Murray, commander, U.S. Army Futures Command, testified at a House Armed Services Readiness subcommittee hearing Thursday. He provided three examples of work being done by Futures Command's cross-functional teams.
From a tactical fires perspective, the Army is doing a two-step upgrade to its current Paladin, he said. The M-109A7 is getting a new chassis and an extended-range 58-caliber cannon that will more than double its current striking distance -- and the goal is to extend that even further.
In terms of operational fires, the Army will be testing its new Precision Strike Missile, which will have a range of about 499 kilometers, he said, noting that the current range of operational fires is just 350 km.
As for strategic fires, the Army is investing in hypersonics research, along with experiments on a strategic long-range cannon, which conceivably could go upwards of 1,800 km.
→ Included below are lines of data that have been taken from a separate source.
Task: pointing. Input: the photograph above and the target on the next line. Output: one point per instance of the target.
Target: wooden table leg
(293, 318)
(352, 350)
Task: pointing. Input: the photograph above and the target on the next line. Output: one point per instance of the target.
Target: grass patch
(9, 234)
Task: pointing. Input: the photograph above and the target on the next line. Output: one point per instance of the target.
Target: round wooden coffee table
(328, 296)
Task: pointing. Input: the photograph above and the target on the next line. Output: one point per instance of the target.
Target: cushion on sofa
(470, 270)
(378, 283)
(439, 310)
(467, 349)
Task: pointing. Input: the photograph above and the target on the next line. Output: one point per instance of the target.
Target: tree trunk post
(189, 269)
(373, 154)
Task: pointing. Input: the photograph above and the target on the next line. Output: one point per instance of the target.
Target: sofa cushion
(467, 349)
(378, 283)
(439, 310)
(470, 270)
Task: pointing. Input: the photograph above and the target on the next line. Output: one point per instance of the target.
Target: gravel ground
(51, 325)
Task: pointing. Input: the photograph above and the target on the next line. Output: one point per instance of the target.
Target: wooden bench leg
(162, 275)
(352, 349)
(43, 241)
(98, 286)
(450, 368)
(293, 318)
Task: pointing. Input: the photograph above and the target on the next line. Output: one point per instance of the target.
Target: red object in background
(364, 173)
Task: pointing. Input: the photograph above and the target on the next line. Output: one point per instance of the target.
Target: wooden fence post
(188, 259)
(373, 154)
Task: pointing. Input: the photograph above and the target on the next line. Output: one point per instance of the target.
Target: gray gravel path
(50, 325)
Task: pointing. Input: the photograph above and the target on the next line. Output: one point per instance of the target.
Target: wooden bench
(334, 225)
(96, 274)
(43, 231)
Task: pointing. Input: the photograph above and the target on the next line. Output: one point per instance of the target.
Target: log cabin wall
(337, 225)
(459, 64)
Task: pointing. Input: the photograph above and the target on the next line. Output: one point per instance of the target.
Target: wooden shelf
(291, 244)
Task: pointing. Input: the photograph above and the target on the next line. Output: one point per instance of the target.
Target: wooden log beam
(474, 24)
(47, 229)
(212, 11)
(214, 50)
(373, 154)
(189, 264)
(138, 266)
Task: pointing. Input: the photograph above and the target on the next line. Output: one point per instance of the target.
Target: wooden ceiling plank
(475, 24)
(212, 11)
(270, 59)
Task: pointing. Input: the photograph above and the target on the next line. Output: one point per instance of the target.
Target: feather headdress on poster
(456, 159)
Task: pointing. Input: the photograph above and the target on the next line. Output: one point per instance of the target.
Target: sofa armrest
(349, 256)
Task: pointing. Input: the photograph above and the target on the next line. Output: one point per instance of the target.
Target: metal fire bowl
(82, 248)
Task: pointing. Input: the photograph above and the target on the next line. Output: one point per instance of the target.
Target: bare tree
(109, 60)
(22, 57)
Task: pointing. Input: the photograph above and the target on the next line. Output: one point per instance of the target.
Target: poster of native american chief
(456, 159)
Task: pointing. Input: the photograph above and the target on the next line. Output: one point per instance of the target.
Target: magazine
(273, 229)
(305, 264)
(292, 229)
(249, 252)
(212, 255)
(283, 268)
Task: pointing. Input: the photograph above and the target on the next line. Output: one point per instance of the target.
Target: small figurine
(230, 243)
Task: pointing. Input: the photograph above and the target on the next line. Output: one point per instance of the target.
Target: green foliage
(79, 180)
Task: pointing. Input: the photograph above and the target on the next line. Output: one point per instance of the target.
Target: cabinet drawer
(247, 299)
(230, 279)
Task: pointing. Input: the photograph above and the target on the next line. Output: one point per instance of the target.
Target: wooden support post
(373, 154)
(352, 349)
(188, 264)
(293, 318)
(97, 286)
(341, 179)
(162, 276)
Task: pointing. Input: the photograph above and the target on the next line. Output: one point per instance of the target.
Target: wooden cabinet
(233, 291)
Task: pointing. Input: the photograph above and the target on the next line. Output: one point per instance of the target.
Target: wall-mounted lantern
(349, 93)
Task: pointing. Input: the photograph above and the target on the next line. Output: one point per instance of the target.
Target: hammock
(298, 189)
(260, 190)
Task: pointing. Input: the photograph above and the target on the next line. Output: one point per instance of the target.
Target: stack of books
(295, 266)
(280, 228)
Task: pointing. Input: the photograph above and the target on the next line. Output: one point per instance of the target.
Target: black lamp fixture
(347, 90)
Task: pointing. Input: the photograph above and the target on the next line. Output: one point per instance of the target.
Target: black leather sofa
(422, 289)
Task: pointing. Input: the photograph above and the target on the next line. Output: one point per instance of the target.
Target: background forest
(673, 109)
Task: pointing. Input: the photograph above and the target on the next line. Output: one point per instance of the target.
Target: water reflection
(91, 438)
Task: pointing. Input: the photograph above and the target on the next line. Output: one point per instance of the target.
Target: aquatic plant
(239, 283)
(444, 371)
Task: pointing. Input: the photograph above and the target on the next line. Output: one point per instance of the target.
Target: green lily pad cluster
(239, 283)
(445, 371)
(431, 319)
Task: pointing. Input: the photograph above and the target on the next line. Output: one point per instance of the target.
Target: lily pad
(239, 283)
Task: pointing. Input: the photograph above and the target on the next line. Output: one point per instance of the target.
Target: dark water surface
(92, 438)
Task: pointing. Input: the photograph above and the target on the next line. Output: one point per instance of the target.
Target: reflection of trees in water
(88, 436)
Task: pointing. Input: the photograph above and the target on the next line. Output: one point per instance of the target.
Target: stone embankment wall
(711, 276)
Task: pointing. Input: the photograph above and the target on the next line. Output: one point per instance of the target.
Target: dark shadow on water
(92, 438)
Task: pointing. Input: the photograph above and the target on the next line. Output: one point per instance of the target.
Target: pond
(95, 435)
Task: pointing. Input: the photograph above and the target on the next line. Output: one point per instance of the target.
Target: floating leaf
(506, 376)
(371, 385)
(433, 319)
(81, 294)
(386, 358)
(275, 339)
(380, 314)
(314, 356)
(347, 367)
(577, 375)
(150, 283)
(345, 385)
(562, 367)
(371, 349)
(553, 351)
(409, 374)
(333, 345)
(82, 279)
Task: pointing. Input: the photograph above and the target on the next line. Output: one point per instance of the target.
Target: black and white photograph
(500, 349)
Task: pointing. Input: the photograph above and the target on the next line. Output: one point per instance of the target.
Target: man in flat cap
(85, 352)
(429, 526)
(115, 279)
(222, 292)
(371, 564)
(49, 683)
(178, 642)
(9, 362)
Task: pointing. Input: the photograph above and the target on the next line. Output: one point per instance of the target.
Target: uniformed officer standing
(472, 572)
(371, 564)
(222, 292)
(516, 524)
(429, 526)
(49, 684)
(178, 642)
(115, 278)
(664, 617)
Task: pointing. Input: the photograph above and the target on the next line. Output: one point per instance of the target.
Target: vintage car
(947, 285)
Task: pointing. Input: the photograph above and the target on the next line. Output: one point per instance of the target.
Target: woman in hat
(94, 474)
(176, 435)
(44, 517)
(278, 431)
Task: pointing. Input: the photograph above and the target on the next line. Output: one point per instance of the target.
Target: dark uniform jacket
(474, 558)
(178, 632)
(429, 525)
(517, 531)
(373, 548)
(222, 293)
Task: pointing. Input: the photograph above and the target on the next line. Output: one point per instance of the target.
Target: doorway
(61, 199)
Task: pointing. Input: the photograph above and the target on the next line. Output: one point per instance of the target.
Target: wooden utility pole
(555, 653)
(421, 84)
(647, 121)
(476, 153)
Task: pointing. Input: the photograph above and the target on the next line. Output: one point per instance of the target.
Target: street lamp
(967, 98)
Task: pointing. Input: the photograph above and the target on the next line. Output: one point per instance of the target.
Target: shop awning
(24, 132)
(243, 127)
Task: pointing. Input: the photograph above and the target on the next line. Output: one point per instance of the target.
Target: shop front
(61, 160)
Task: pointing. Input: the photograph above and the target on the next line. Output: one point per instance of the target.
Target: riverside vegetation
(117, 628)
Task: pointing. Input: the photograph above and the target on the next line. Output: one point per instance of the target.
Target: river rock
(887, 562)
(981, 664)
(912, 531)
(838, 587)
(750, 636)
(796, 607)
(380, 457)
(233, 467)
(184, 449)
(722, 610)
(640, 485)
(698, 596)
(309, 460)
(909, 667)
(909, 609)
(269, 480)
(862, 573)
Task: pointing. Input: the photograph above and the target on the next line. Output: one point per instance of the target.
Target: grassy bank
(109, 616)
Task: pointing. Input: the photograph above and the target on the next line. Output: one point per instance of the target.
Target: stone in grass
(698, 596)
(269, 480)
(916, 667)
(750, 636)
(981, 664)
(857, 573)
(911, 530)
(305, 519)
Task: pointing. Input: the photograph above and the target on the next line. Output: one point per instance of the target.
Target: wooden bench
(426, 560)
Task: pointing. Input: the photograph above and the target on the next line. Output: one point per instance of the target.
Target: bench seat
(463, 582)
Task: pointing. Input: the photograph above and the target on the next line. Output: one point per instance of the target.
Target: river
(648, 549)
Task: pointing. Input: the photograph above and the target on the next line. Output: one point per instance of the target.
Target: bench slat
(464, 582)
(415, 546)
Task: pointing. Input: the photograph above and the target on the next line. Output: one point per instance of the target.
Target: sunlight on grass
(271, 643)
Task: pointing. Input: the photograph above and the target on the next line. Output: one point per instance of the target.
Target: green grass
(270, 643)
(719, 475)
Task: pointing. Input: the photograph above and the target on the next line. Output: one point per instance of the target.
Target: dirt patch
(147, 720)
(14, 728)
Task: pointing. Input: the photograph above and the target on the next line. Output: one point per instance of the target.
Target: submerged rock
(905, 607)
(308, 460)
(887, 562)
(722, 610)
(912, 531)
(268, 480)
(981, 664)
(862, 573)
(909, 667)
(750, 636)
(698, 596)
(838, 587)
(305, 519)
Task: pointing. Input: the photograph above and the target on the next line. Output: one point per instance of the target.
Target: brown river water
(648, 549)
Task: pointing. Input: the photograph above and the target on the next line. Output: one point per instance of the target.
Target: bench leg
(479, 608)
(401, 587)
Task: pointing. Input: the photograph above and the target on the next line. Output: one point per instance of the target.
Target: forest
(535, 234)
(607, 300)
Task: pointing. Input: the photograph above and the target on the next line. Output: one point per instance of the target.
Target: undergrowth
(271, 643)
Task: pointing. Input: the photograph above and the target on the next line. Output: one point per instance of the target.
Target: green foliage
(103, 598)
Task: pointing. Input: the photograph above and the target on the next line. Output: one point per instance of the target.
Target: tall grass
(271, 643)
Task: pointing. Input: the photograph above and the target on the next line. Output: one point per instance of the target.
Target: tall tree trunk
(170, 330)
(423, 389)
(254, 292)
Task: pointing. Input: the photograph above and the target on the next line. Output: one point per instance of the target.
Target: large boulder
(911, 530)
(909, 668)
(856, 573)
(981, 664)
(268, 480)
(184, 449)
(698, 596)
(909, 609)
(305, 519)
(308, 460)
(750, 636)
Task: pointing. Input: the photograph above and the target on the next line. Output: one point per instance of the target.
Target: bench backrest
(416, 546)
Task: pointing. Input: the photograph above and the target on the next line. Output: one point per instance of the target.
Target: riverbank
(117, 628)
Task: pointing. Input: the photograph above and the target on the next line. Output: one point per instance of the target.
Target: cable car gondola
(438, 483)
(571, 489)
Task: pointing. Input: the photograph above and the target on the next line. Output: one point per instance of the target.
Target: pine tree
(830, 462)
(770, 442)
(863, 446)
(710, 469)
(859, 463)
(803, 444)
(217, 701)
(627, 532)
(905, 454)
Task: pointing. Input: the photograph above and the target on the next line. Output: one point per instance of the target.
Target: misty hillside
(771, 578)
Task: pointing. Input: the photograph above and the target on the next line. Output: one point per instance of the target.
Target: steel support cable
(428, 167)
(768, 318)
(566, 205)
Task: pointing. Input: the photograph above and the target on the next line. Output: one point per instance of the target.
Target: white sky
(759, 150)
For the near term, the Army is adding cannons and rockets into its formations to provide current needed lethality, he added.
The Army won't produce a new tank within the next two years, but within three to five years, there will be other new capabilities in the hands of the warfighters thanks to the efforts of Futures Command's cross-functional teams, in partnership with industry, academia and warfighter testing, he said.
For decades, it took anywhere from three to five years to develop requirements for weapons systems and another 10 years to field the equipment, Murray said. By that time, the equipment was obsolete.
Futures Command, in cooperation with the acquisition community, plans to bring the requirements time down to 12 months, with commensurate reduction in development time, Murray said.
Under Secretary of the Army Ryan D. McCarthy testified that as Army Futures Command settles into its high-tech incubator hubs in Austin, this type of disruptive technology will accelerate even further, both in a reduction of time it takes to go from blueprint and prototype to fielding, as well as shortening the acquisition cycle.
The key, he said, is personal relationships and eliminating stove-piped organizational constraints that slowed the process. Acquisition professionals, program managers, requirements writers, industry and academia experts and warfighter testers will all be in conversations with each other, led by Futures Command with oversight from himself and the vice chief of staff.
As to measuring the success of Army Futures Command, he said the only metric that matters is getting capability to the warfighter in a timely and cost-efficient manner.